Integration determines the success of the cell
The latest automated cell is more compact than the seven-machine line, but the integration challenge remains substantial. It consists of two Starrag Heckert X55 machining centers used for truck chassis components. Ooms emphasizes that selecting the right machine is only the first step. The real value is created when the machine, automation, clamping, tooling and logistics function together as one reliable process.
Gibas was involved from the early concept phase. Together with VDL TIM Hapert’s R&D team, the supplier helped develop the automation concept, including the clamping method and internal logistics. That early involvement was important because the cell had to be feasible not only on paper, but also during acceptance and startup.
The complete route from specification to stable production took one year. During that period, cooperation between VDL TIM Hapert, Gibas and the machine supplier was needed to resolve startup issues and tune the complete process. In automated machining, small disturbances in handling, clamping or material flow can quickly affect uptime. For that reason, VDL TIM Hapert treats supplier collaboration as part of the technical foundation of the cell rather than as an afterthought.
Tool capacity and logistics support unmanned running
The two Starrag Heckert X55 machining centers in the cell have the fifth axis integrated into the table. The table is supported on both sides in the A-axis, providing high structural rigidity for the machining process. VDL TIM Hapert also specified an extra-large tool magazine, allowing the machines to work with sister tools.
This is important for unmanned production. When tool wear occurs, the system can automatically switch to an identical tool without stopping the process. Each machine has capacity for 120 HSK 100 tools, giving the cell enough tooling autonomy to continue production without constant operator intervention.
Material flow around the cell is also automated. An AMR handles the supply and removal of cast parts, while a robot transfers products between the AMR, the workpiece magazine and the machining centers. The AMR was introduced as a pilot project to reduce forklift use and further automate internal logistics. According to Ooms, implementation was technically manageable because Gibas also supplied the AMR and had the necessary expertise.
One practical issue was the interaction with forklifts. Because the AMR is low, forklift drivers sometimes overlooked it.

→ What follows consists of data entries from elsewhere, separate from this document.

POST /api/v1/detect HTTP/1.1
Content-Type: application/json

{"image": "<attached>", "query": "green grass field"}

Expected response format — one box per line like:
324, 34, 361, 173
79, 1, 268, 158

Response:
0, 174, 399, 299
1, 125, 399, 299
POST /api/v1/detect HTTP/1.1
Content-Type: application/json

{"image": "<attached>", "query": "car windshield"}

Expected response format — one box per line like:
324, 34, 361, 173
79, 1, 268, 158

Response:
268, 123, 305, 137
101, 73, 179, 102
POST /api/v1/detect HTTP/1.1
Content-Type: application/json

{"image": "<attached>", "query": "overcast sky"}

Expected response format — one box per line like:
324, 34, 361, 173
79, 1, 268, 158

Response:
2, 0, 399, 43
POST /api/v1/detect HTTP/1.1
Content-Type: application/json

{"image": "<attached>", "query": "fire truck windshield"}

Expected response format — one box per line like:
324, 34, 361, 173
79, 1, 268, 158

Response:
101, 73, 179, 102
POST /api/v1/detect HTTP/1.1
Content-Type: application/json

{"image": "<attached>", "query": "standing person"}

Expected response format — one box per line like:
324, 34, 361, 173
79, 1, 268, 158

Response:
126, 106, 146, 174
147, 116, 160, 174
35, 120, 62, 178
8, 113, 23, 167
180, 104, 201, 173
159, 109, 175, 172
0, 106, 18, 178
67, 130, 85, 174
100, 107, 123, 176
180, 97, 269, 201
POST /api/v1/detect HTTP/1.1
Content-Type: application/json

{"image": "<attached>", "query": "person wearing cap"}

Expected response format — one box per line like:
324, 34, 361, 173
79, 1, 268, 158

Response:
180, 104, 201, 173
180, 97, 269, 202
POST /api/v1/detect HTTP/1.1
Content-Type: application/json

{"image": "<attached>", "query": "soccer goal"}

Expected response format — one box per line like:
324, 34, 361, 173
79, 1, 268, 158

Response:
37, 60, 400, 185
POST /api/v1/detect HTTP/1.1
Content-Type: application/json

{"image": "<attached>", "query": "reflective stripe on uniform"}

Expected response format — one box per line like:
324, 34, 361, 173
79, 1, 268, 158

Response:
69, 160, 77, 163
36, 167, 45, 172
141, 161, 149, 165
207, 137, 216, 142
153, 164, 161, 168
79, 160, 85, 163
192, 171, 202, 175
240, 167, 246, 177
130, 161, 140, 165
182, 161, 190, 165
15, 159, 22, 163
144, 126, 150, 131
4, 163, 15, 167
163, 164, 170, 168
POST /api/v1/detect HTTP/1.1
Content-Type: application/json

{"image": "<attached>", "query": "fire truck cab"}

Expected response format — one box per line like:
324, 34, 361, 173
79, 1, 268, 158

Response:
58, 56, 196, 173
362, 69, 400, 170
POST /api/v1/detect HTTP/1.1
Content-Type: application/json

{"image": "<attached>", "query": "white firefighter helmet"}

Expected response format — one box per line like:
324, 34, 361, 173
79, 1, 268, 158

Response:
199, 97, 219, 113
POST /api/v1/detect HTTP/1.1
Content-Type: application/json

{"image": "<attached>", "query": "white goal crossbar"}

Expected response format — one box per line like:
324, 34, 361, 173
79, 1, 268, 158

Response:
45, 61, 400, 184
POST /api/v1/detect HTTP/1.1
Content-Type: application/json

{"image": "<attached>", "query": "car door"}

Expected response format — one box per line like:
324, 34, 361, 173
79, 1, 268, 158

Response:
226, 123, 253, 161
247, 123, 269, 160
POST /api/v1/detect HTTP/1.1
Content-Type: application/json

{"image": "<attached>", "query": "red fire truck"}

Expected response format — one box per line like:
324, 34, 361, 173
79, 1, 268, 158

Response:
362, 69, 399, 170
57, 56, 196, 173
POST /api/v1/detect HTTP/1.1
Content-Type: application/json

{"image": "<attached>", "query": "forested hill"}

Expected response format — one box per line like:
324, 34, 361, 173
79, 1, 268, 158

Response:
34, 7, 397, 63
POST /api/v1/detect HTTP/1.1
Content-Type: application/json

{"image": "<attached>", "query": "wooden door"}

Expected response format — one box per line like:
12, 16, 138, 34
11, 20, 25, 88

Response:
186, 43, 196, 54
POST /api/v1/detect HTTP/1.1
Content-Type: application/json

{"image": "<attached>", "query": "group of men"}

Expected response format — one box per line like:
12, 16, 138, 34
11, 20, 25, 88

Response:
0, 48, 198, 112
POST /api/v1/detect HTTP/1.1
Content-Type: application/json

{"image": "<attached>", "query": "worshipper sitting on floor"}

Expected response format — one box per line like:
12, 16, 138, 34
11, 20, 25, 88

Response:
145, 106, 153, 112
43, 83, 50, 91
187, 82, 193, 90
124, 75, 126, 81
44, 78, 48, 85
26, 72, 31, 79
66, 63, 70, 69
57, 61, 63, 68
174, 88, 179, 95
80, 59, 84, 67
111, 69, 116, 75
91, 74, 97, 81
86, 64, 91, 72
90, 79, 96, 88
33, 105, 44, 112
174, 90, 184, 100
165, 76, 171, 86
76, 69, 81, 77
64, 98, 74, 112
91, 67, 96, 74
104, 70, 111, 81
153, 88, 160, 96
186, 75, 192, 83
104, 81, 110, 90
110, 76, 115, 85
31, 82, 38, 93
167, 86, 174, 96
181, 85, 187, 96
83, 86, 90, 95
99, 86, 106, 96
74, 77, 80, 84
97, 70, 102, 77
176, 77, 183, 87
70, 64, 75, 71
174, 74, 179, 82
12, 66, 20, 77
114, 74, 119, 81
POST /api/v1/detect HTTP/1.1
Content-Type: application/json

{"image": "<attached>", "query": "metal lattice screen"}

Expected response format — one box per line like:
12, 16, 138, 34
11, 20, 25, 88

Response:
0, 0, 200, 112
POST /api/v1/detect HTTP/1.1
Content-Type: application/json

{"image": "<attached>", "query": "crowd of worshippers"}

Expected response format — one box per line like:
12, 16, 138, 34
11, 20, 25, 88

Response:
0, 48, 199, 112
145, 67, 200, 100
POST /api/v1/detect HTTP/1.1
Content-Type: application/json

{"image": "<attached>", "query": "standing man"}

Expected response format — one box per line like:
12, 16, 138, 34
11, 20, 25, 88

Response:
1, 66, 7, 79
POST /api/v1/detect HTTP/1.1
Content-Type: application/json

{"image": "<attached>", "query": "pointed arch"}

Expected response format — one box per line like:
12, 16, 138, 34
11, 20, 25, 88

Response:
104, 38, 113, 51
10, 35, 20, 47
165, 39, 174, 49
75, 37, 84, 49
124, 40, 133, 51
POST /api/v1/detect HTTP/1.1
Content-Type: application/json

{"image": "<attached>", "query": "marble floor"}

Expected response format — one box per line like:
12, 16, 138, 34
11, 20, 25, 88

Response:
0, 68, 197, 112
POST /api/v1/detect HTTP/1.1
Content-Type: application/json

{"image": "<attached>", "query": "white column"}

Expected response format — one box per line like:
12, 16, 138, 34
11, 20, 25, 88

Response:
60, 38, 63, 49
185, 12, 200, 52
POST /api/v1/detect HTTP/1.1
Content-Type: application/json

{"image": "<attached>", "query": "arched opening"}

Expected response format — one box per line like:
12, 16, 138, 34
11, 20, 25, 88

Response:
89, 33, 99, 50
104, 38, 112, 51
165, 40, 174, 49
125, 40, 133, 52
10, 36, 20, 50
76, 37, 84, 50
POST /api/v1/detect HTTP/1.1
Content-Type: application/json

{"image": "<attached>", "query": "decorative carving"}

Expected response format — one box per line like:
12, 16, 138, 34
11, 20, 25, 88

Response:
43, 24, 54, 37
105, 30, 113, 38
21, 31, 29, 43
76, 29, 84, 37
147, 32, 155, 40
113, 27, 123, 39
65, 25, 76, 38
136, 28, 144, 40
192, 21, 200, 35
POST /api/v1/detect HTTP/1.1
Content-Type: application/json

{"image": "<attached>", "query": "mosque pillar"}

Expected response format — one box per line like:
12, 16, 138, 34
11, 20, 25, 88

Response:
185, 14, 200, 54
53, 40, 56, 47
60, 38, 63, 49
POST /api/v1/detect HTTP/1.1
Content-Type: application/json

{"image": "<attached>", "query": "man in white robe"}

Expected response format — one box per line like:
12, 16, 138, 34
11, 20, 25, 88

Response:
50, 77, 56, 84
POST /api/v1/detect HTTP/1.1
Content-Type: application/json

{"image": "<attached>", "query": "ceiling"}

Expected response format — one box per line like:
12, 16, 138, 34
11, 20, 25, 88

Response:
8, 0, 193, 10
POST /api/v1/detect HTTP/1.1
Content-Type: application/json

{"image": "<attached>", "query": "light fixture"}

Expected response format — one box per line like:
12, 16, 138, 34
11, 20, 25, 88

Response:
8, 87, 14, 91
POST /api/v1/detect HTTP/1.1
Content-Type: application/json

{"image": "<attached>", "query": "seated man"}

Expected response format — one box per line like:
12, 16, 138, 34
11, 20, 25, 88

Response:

VDL TIM Hapert solved this by organizing separate material flows in the factory, improving the interaction between automated and conventional logistics.
Automation changes the role of people
With the new cell, machining of the chassis components is highly automated. Only packaging remains manual because of specific customer requirements. That changes the type of work required on the shop floor. The need for operators who mainly perform manual tasks is decreasing, while the need for people who understand the complete process is increasing.
Ooms points to a shift toward employees with broader technical knowledge. They must be able to monitor automated production, understand machine behavior, respond to malfunctions and support stable output. That requires targeted training and the addition of new competencies within the organization.
For VDL TIM Hapert, the investment in five-axis machining and automation is therefore linked directly to workforce development. The machines provide the basis for unmanned production, but the reliability of the process still depends on people who can manage the system, maintain control of tooling and logistics and intervene effectively when the process requires attention.